Bob Muglia briefly touched on Microsoft's desire to help customers through compliance and regulatory issues in his TechEd keynote, but it's what he didn't say that really matters. Microsoft may be working on a solution to make it easy.
Currently, the company's patterns and practice group consults with developers about how to build their applications correctly, and Microsoft uses regional datacenters to help navigate through differences in international laws and regulations. It is also educating customers about what they can and cannot do. But Microsoft has also quietly laid the foundation to get the job done in a more programmatic way.

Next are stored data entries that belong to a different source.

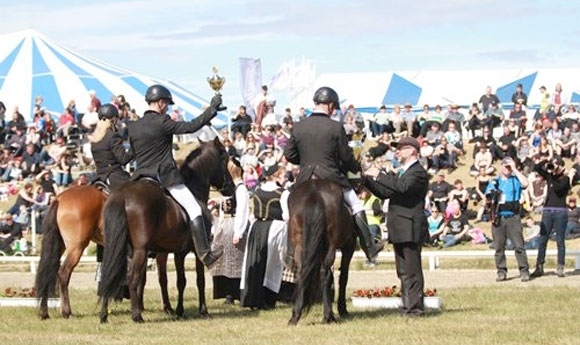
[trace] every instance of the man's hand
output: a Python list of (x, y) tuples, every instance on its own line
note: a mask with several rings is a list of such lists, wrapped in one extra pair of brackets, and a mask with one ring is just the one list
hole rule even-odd
[(222, 105), (222, 95), (219, 93), (212, 97), (209, 107), (215, 111), (222, 111), (227, 109)]

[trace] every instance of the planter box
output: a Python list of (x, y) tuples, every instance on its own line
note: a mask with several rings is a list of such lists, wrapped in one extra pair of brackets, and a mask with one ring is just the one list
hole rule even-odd
[[(1, 297), (0, 307), (38, 307), (40, 301), (36, 298), (25, 298), (25, 297)], [(49, 298), (48, 299), (49, 308), (60, 307), (60, 298)]]
[[(389, 308), (396, 309), (403, 306), (401, 297), (351, 297), (352, 305), (360, 308)], [(424, 297), (425, 308), (441, 309), (441, 297)]]

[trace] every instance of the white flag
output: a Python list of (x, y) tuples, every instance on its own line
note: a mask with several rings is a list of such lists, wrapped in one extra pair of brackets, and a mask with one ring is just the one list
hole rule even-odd
[(240, 60), (240, 90), (246, 105), (247, 113), (255, 117), (253, 102), (262, 92), (262, 64), (260, 59), (239, 58)]

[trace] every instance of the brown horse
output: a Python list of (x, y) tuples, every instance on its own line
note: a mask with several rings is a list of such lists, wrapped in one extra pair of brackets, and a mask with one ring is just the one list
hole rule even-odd
[[(228, 155), (219, 140), (214, 140), (219, 150), (201, 150), (195, 159), (184, 164), (181, 173), (186, 185), (201, 203), (210, 229), (207, 210), (209, 186), (221, 188), (231, 196), (234, 185), (227, 170)], [(191, 156), (191, 155), (190, 155)], [(183, 316), (183, 291), (185, 290), (185, 256), (192, 251), (193, 241), (189, 222), (181, 206), (169, 197), (156, 183), (141, 180), (129, 182), (114, 191), (103, 208), (105, 251), (99, 296), (102, 302), (101, 322), (107, 322), (108, 302), (119, 293), (120, 283), (127, 277), (131, 296), (131, 318), (143, 322), (143, 290), (145, 287), (147, 252), (174, 253), (177, 271), (178, 302), (176, 314)], [(200, 313), (207, 315), (205, 305), (205, 277), (203, 265), (197, 260), (197, 282)]]
[[(215, 149), (212, 149), (215, 147)], [(196, 170), (201, 169), (199, 163), (194, 162), (200, 156), (201, 151), (212, 151), (221, 155), (223, 146), (219, 141), (216, 143), (202, 143), (187, 157), (182, 171), (190, 179), (198, 176)], [(187, 166), (187, 167), (186, 167)], [(205, 168), (204, 168), (205, 169)], [(209, 181), (209, 177), (207, 177)], [(219, 182), (219, 181), (218, 181)], [(221, 188), (222, 184), (212, 184)], [(194, 189), (197, 198), (207, 195), (209, 183), (200, 181), (200, 185)], [(207, 196), (206, 196), (207, 198)], [(101, 224), (101, 212), (106, 201), (106, 195), (94, 186), (72, 187), (62, 192), (49, 207), (42, 223), (42, 250), (40, 262), (36, 274), (36, 291), (40, 300), (39, 316), (47, 319), (48, 298), (55, 294), (55, 288), (59, 286), (61, 299), (61, 314), (68, 318), (71, 315), (68, 286), (71, 274), (78, 265), (80, 257), (90, 241), (103, 244), (103, 230)], [(61, 255), (65, 253), (65, 259), (60, 263)], [(157, 267), (159, 284), (161, 287), (163, 310), (173, 313), (167, 291), (167, 254), (157, 255)], [(196, 261), (198, 273), (198, 288), (205, 290), (204, 267)], [(201, 272), (201, 275), (200, 275)], [(205, 295), (200, 292), (200, 312), (207, 314)]]
[(294, 307), (289, 325), (296, 325), (304, 312), (320, 300), (324, 322), (335, 322), (332, 311), (334, 277), (332, 265), (336, 249), (342, 253), (338, 285), (338, 313), (346, 310), (348, 270), (354, 254), (356, 237), (352, 216), (345, 204), (342, 187), (328, 180), (301, 182), (288, 197), (290, 220), (288, 232), (295, 248), (298, 265)]
[[(99, 222), (105, 199), (106, 195), (94, 186), (76, 186), (62, 192), (50, 205), (42, 223), (42, 250), (36, 273), (41, 319), (49, 317), (48, 298), (54, 295), (57, 279), (62, 316), (71, 315), (71, 274), (90, 241), (103, 243)], [(65, 259), (60, 264), (65, 249)]]

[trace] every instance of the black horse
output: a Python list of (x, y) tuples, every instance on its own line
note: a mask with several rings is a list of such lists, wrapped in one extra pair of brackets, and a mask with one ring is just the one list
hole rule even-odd
[(338, 313), (346, 310), (346, 284), (356, 237), (353, 221), (345, 204), (342, 187), (328, 180), (301, 182), (288, 197), (290, 220), (288, 232), (294, 246), (298, 265), (298, 281), (294, 307), (289, 325), (296, 325), (303, 312), (320, 300), (324, 308), (324, 322), (335, 322), (332, 311), (334, 277), (332, 265), (336, 249), (340, 249), (340, 277), (338, 285)]
[[(181, 174), (204, 210), (206, 224), (211, 223), (207, 210), (210, 186), (224, 195), (234, 193), (227, 170), (229, 156), (218, 138), (202, 143), (185, 159)], [(124, 184), (114, 191), (103, 208), (105, 252), (99, 297), (102, 302), (101, 322), (107, 322), (108, 303), (118, 295), (121, 282), (127, 277), (131, 296), (131, 318), (143, 322), (143, 290), (146, 279), (147, 253), (174, 253), (177, 271), (178, 304), (176, 314), (183, 316), (185, 290), (185, 256), (194, 250), (188, 221), (181, 206), (155, 182), (140, 180)], [(209, 230), (210, 226), (206, 226)], [(199, 311), (207, 315), (204, 267), (196, 259)], [(160, 275), (163, 285), (163, 277)], [(165, 277), (166, 285), (166, 277)], [(162, 291), (164, 305), (169, 303), (167, 291)]]

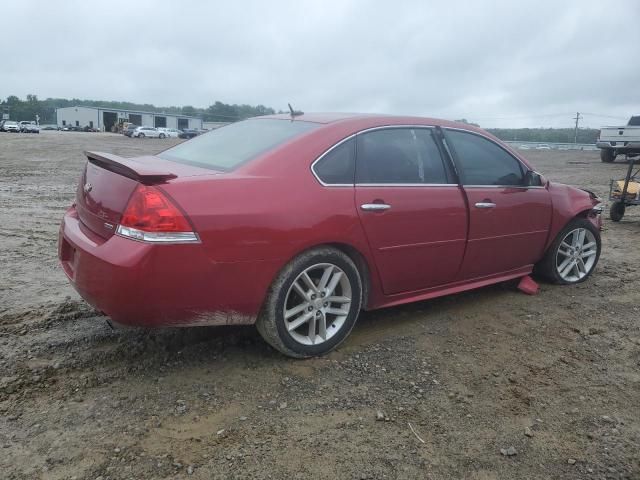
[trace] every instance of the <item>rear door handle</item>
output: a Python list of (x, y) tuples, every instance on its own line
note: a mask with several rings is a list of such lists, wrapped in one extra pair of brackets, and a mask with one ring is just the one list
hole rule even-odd
[(365, 203), (360, 205), (360, 208), (362, 210), (375, 212), (375, 211), (389, 210), (391, 208), (391, 205), (387, 205), (386, 203)]
[(476, 203), (476, 208), (496, 208), (496, 204), (491, 202), (478, 202)]

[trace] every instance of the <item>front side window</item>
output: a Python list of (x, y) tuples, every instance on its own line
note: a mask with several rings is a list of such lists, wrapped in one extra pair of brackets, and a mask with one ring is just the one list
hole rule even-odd
[(245, 120), (211, 130), (158, 156), (226, 171), (317, 127), (316, 123), (300, 120)]
[(355, 140), (350, 138), (327, 152), (313, 166), (318, 178), (326, 184), (353, 185), (355, 175)]
[(356, 182), (446, 184), (440, 150), (429, 128), (388, 128), (358, 135)]
[(525, 184), (520, 162), (491, 140), (458, 130), (447, 130), (446, 139), (455, 152), (464, 185)]

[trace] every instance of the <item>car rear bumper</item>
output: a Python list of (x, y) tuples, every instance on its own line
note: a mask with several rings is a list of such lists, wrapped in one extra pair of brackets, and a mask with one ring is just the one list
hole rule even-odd
[(267, 262), (213, 262), (202, 244), (105, 240), (82, 224), (74, 207), (64, 215), (58, 243), (73, 287), (121, 325), (254, 323), (277, 271)]

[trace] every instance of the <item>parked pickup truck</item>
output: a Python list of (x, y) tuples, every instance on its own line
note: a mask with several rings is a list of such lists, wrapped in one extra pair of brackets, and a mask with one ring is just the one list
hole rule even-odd
[(618, 155), (640, 155), (640, 115), (632, 116), (624, 127), (602, 127), (596, 147), (606, 163)]

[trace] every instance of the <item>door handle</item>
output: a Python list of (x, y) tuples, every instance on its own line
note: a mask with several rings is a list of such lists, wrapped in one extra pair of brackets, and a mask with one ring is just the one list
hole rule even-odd
[(491, 202), (478, 202), (476, 203), (476, 208), (496, 208), (496, 204)]
[(360, 205), (362, 210), (373, 211), (373, 212), (381, 212), (384, 210), (389, 210), (391, 205), (387, 205), (386, 203), (365, 203)]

Windows Server 2008 R2 introduced a feature called File Classification Infastructure (FCI), which tags files with information that applications can be built with, said Bill Laing, corporate vice president of the company's server and cloud division. That is significant, because certain types of data (personal information or financial information) are governed by regulations and industry standards.
Microsoft has the capability to flag such data. All that is missing is a workflow for developers to use the data correctly in their cloud or hybrid applications. Windows Server AppFabric serves up on premises data for hybrid cloud applications. There is an opportunity for Microsoft to integrate more intelligence into AppFabric for regulatory compliance.
Laing wouldn't confirm my theory, but other Microsoft executives nodded their heads when I discussed it with them. Only time will tell whether this is what Microsoft intends to do, but it would be making a big step forward toward helping simplify cloud development should it build a compliance solution.